17/Çizginin Dışında

392 29 30
                                    


Bazen kuralları çiğnemek hayatımızı yoluna koyardı. Önceden belirlenmiş olanları yıkmak ve umursamamak, kendi yolunu çizmeye başladığının bir göstergesiydi.

Küçükken hep yalnızdım, evimiz şehire uzaktı ve çevrede kimse olmazdı. Bazen annem benimle oynamaya çalışır ama bana uyum sağlayamadığı için vazgeçerdi. Kendi kendime oyunlar kurardım hep. Bazen bir kamyon şoförü olurdum bazen de dünyayı kurtaran bir kahraman. Zamanla oyun oynamamı istemediler, oyunlarıma hep bir kulp buldular sadece topum vardı onu da babam sandığım adam evden gidince annem verirdi. Kendi çapında annelik yapmaya çalışıyordu işte.

Ailedeki herkes ablamı çok severdi zira bende aynı şekilde. Onunla iletişim kurmayı öyle çok isterdim ki sırf bu yüzden onlarca defa küfürlerine, hakaretlerine maruz kalıyordum. Ama bir süreden sonra ablam benim için yok hükmünde olmuştu.

Dün akşam onlar odamdan çıktığı andan itibaren yaşadıklarımı düşünüyordum. Bazı yerleri tekrar tekrar aklımın süzgecinden geçirip önüme koyuyordum ve bu huzursuz bir şekilde devam ediyordu. Sabahın ilk ışıklarına kadar bu böyle sürdü. En son yapacaklarımı gözden geçirdiğimde yattığım yerden keyifle doğruldum ve pencereye baktım.

"Sıra bana geldi ha?"

^^^

Dört Ay Sonra

Kahvaltı sofrasında herkes bir aradaydı, Zühre hanım cıvıl cıvıl sesiyle bir şeyler anlatıyordu ve Ferit beyde ara sıra onaylar gibi başını sallıyor gerektiği yerlerde de konuşuyordu.

Ceylin de hem kahvaltı yapıyor hem de Muratcan'ı onunla beraber kliniğine gitmek için ikna etmeye çalışıyordu. Yalçın iki ay önce evlenmişti ve eşiyle beraber kendi evlerinde yaşıyordu. Düğün günü her ne kadar gitmemek için dirensemde kendimi orda bulmuştum. Müzik, eğlence ve daha fazlası...

Dile kolay dört ay geçmişti, uyum sağlamıştım ama sanki öz ailemin evi değilde evlat verildiğim bir evdeydim. Gerek kalmadığı sürece hiçbiriyle iletişime geçmiyordum. İlk başlarda benimle iletişime geçmeyi çok istemişlerdi ve çok denemişlerdi, bir süre sonra ben pas vermeyince onlarda kendi köşesine çekilmişti.

"Oğlum, sen ne dersin?" Ferit beyin sesiyle düşüncelerimden sıyrıldım.

"Hı?" Gözlerimi hafif açarak verdiğim tepkiyle Ceylin hafif kıkırdadı.

"Ceylin ve Muratcan beraber kliniğe gidecekler eğer bir işin yoksa sende git." Ferit bey bana karşı sesini olabildiğince kısık ve yumuşak tutuyordu muhtemelen son aylarda bu kadar uysal olduğum içindi.

O olaydan sonra ne olduğunu sorduklarında ağzımı bile açmamıştım ve sorulardan kaçmıştım böylece onlara sanki büyük bir travma yaşamış gibi hissettirmiştim.

"Bugün gelmesem?" Kısık ve çekingen çıkan sesimle bakışları daha da yumuşadı.

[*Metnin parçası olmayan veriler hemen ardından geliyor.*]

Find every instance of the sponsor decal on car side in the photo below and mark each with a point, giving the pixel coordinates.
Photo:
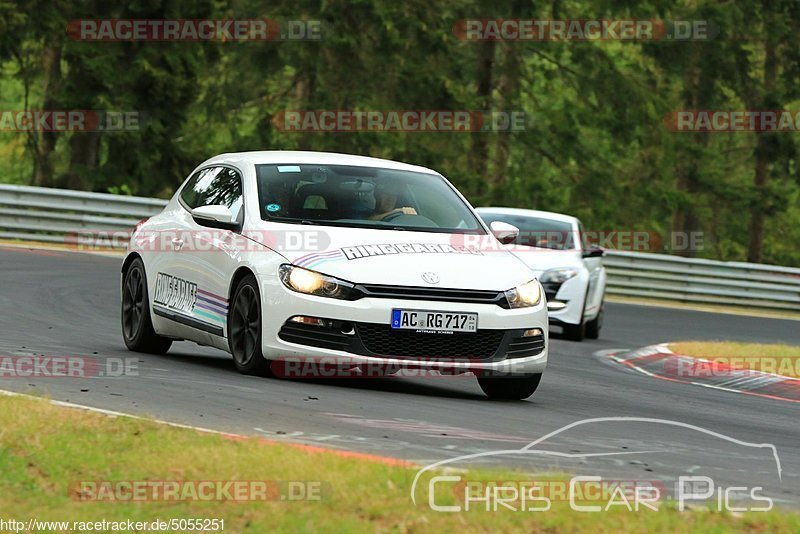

"Tabi oğlum, nasıl istersen." Herkes kahvaltısına geri döndüğünde derin bir nefes aldım. Aylardır planladığım o güne üç gün kalmışken kendimi riske atmayıp evde kalmak daha mantıklıydı.

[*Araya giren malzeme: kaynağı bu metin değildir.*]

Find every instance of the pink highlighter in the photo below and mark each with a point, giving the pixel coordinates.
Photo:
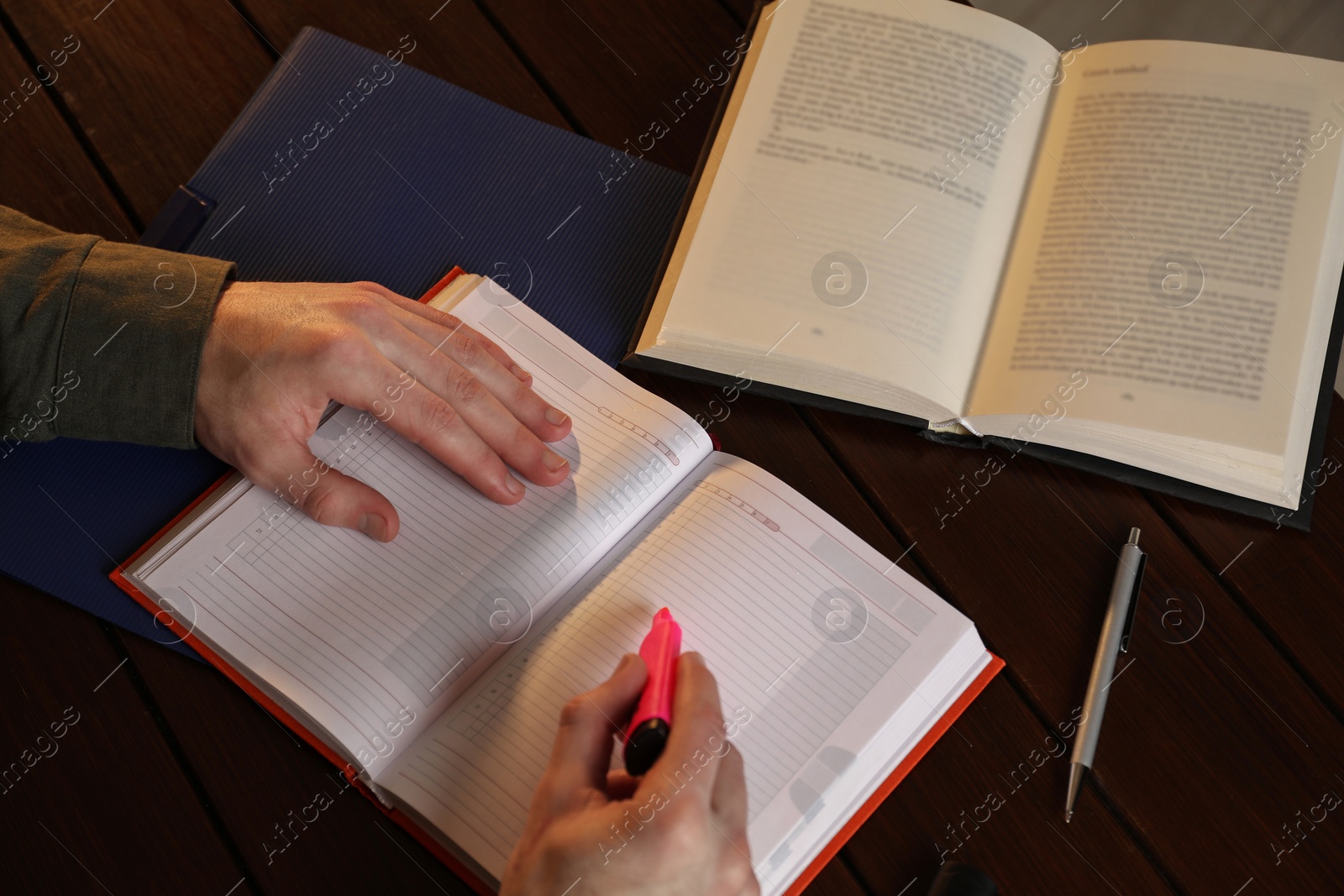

Kahvaltı bittiğinde Ceylin ve Muratcan evden çıktılar. Ferit bey ve Zühre hanım da salona geçince el mahkum peşlerinden gittim. Onlar yan yana oturdu bense hemen karşılarındaki koltuğa.

Öyle öyle zaman geçiyordu ki aylardır yüzünü görmemek için itinayla kaçtığım Cihan salona girdi. Bakışlarımı tekrar yere indirdim. Burada kaldığım günden beri tek kelime konuşmamıştım onunla zaten o da uğraşmamıştı.